Concrètement, le premier joueur harceleur va systématiquement tenter une course soit oblique (afin d’orienter le déplacement adverse vers la zone voulue), soit droite afin de restreindre le plus vite possible ses angles de passes. A partir de ces premiers déplacements, les coéquipiers vont pouvoir adapter leurs mouvements vers les solutions qui apparaissent possibles à l’adversaire afin de les bloquer immédiatement. Pour l’opposant, la conséquence finale étant soit d’insister par une prise de risque supplémentaire, soit de jeter le ballon et donc de faciliter la récupération de la Toon Army.
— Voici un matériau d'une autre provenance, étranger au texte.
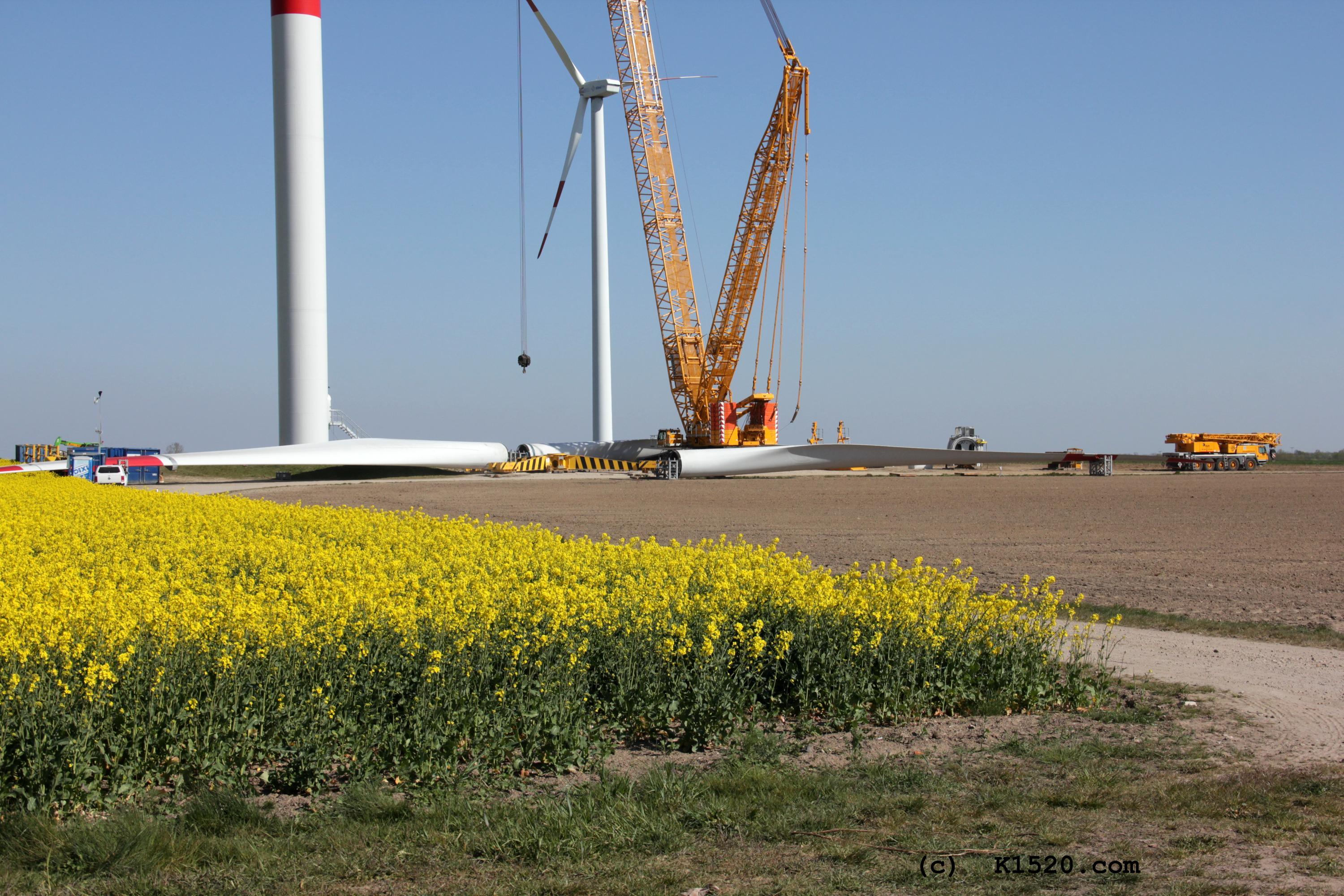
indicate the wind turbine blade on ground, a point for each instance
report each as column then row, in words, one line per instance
column 576, row 135
column 560, row 47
Face à la vitesse et à l’agressivité d’Almiron, Joelinton, Wilson, Willock et les joueurs sortis du banc, c’est un véritable calvaire qui est proposé aux relanceurs adverses. Quelques statistiques peuvent étayer ce constat visuel : le PPDA (passes per defensive action soit le nombre de passes « autorisées » par Newcastle avant le lancement d’une séquence de pression) est fixé à 11.3, seuls Chelsea et Leeds affichent un chiffre plus petit, symbolisant donc une agressivité dans le harcèlement parmi les plus importantes de la ligue. De plus, avec 16 tacles et 9 interceptions par match en moyenne, ils font mieux que Liverpool, Manchester City ou même Arsenal dans ce domaine.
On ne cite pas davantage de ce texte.